Calling for the hard-working “patriots” to rally under his wise leadership, Putin seeks to strike fear into the wavering elites and to suppress the propensity toward dissent among the disloyal middle classes. Toward the latter, dozens of non-governmental organizations (NGO), including such respected institutions as Memorial and Transparency International, were subjected last week to massive searches by the tax police and state prosecution—certainly a far cry from Stalin’s brutal repressions, but quite disruptive to the organizations’ work and frightening for many volunteers (Grani.ru, March 29).
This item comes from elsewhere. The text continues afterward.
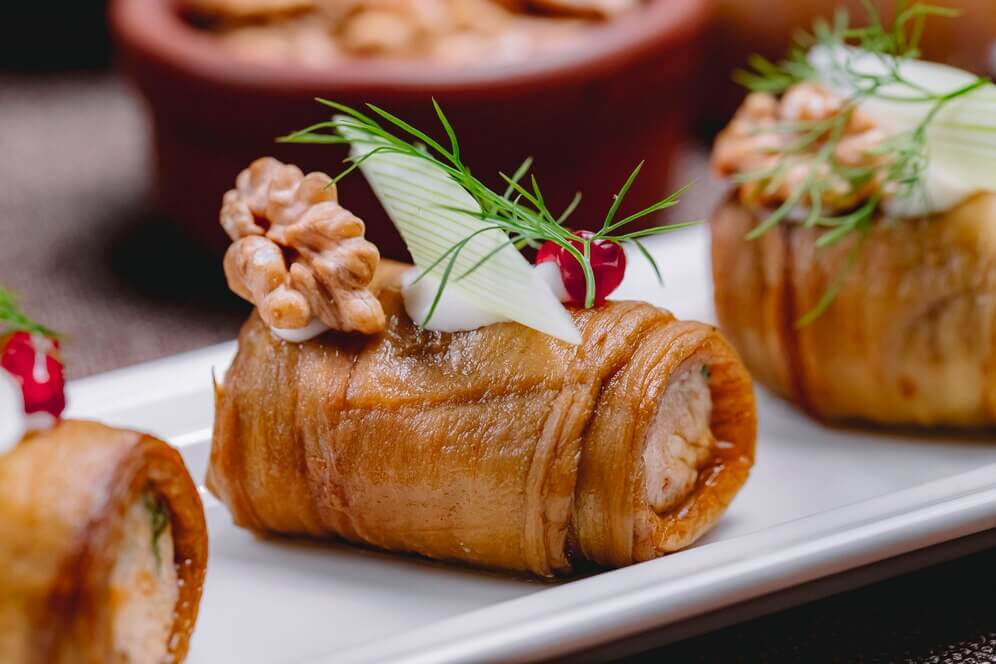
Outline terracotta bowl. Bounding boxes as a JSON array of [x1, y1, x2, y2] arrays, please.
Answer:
[[110, 0, 709, 259]]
Characteristically, a firm protest from the German foreign ministry, which is preparing for Putin’s visit in early April, was enough to stop the “routine checks” of the activities of the German foundations, Konrad Adenauer Stiftung and Friedrich Ebert Stiftung, but the concern expressed by the US State Department was rebuffed as “interference in domestic affairs” (Novaya Gazeta, March 28; ITAR-TASS, March 30).

After so many years of reigning over a sycophantic court, Putin has probably lost the ability to see how pathetic are his attempts to copy the style of the dictator who is so powerfully present in the Russian political psyche, despite his disgraceful death 60 years ago. Rather, Putin is inescapably the heir to a different legacy—that of harvesting financial dividends from political projects, manipulating and falsifying elections, turning TV channels into tools of dirty propaganda—all tactics traceable to Berezovsky, the current Russian president’s former benefactor and arch-enemy. Berezovsky was a man of dubious virtue and problematic ambitions, most of which have failed. But his natural ardor for intrigue, freedom from vindictiveness and unpretentious generosity were rather attractive. Putin, to the contrary, does not seem to enjoy his power, which tends to dissipate into the corrupt bureaucracy. Instead, he appears trapped in his position, from which he can only be toppled by a street protest attracting another hundred thousand unruly Muscovites—or else be gently removed by his courtiers fed up with living a lie.